With figures altered, blame denied,
We were quietly pushed aside
By those on whom we’d all relied.
They didn’t act. Meanwhile we died
Like flies sprayed by insecticide.
Where do their consciences reside?
Government’s heartless underside:
‘Our ring of care’, they later lied
And claimed ‘the science’ was their guide.
PRESS CONFERENCE
You mumble
And grumble
And bumble
And fumble
And jumble
And crumble
And stumble
And tumble.
Never humble, you.
We rumble you.
JOHNSON’S LATEST BABY
‘World-beating!’
It’s not a race.
Months too late
They’ve put in place
Test, track, trace.
Dodgy deal
On unsound base,
Cobbled at
A frantic pace,
Test, track, trace.
Far from what
We’ll all embrace.
No time left,
Though, to replace
Test, track, trace.
System weak,
No style, no grace,
Fishy as
A plaice or dace,
Test, track, trace.
Distantly,
Not face-to-face,
Ill-equipped
For case-by-case
Test, track, trace.
Un-enforced,
Can’t check or chase.
Isle-of-Wight
Proved far from ace.
Test, track, trace.
World-beating?
Or world disgrace?
Baby-face
Gives a grimace.
Test, track, trace.
Will it work?
Just watch this space.
Chances are
We’ll soon misplace
Test, track, trace.
ANTICIPATION
On the wall next to our side-door
Are two white boxes.
One contains our gas meter,
The other our electricity meter.
The two have been thus separated
since this house was built.
That was thirty years ago.
All that time, they’ve waited.
Now that the pandemic’s arrived,
They’re normalized.
They remain two meters apart,
Just as we now do.
WE
Although Cummings hasn’t gone,
Johnson tells us to move on…
We the people of this nation
We who’ve dealt with desperation
We who stuck in one location
We will not move on.
We who’ve gone through isolation
We hard-sold miscalculation
We deprived of preparation
We will not move on.
We short-changed with devastation
We hide-bound by legislation
We force-fed falsification
We will not move on.
We through hardship and privation
We who long for vaccination
We not prone to deviation
We will not move on.
We not fooled by fabrication
We not here for your dictation
We with higher expectation
We will not move on.
We withheld investigation
We with cause for consternation
We see through this situation
We will not move on.
We who’ve walked through death’s damnation
We brim-full of accusation
We say with no hesitation
We will NOT move on.
POEM FOR MY PARTNER
This lockdown life is losing sense.
As hidden price becomes expense
We think too much.

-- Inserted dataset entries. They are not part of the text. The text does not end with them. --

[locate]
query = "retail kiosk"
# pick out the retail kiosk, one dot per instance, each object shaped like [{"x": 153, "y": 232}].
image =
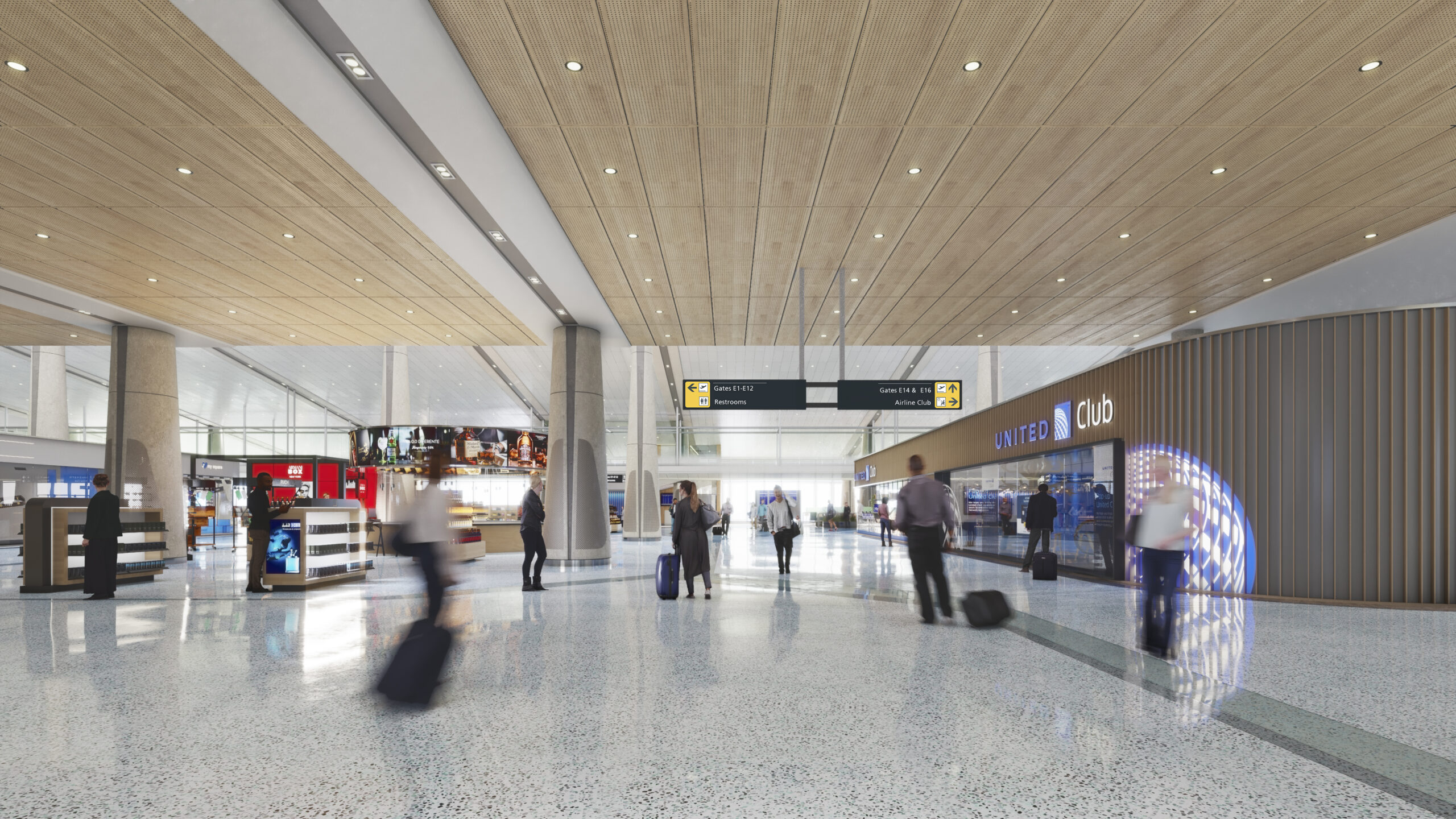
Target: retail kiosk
[
  {"x": 318, "y": 543},
  {"x": 488, "y": 475},
  {"x": 56, "y": 560}
]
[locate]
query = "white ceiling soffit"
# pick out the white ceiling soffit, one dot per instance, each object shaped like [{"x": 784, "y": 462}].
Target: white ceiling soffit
[
  {"x": 1410, "y": 270},
  {"x": 44, "y": 299},
  {"x": 266, "y": 40}
]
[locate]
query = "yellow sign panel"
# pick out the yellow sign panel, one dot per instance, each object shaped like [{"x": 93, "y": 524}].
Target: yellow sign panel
[
  {"x": 947, "y": 395},
  {"x": 698, "y": 394}
]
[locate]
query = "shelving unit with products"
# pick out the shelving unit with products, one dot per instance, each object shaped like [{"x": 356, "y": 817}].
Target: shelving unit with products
[{"x": 56, "y": 559}]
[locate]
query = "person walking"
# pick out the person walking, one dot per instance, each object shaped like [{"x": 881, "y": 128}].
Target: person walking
[
  {"x": 1161, "y": 534},
  {"x": 259, "y": 515},
  {"x": 925, "y": 514},
  {"x": 692, "y": 519},
  {"x": 781, "y": 522},
  {"x": 1041, "y": 516},
  {"x": 1103, "y": 521},
  {"x": 533, "y": 514},
  {"x": 100, "y": 540},
  {"x": 425, "y": 527}
]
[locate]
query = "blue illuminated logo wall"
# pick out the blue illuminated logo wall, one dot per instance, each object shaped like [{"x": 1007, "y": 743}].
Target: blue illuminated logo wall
[{"x": 1062, "y": 421}]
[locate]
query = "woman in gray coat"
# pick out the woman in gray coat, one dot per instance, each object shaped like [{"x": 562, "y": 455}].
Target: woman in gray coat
[{"x": 692, "y": 518}]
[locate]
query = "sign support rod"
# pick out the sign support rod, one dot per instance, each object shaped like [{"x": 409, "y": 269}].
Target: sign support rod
[
  {"x": 800, "y": 273},
  {"x": 841, "y": 278}
]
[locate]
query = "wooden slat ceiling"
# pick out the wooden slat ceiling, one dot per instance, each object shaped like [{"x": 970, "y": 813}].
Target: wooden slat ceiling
[
  {"x": 121, "y": 94},
  {"x": 756, "y": 138},
  {"x": 21, "y": 327}
]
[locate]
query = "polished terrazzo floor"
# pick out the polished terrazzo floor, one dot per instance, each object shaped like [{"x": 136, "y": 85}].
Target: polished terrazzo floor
[{"x": 817, "y": 696}]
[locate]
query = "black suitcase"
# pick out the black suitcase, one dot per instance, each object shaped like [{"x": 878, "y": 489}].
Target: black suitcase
[
  {"x": 985, "y": 610},
  {"x": 1044, "y": 566},
  {"x": 414, "y": 674}
]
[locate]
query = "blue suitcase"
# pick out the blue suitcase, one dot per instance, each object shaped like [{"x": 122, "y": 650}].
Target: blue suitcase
[{"x": 667, "y": 576}]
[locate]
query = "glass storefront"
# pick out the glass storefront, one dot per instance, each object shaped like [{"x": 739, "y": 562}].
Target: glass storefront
[{"x": 1085, "y": 483}]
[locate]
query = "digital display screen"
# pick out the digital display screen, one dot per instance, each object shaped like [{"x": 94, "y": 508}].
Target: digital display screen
[{"x": 284, "y": 538}]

These nights grow tense
And old disruptions recommence.
The simplest words can cause offence
And bring things to the boil, and hence
Like steam, emotions soon condense,
Turn sensitive to self-defence.
Our inner worlds now seem immense
While out beyond our garden fence
We see no trees. The wood’s too dense
And pounds go while we count the pence.
Our love is real. The rest’s pretence.
This poem’s yours. It’s frankincense.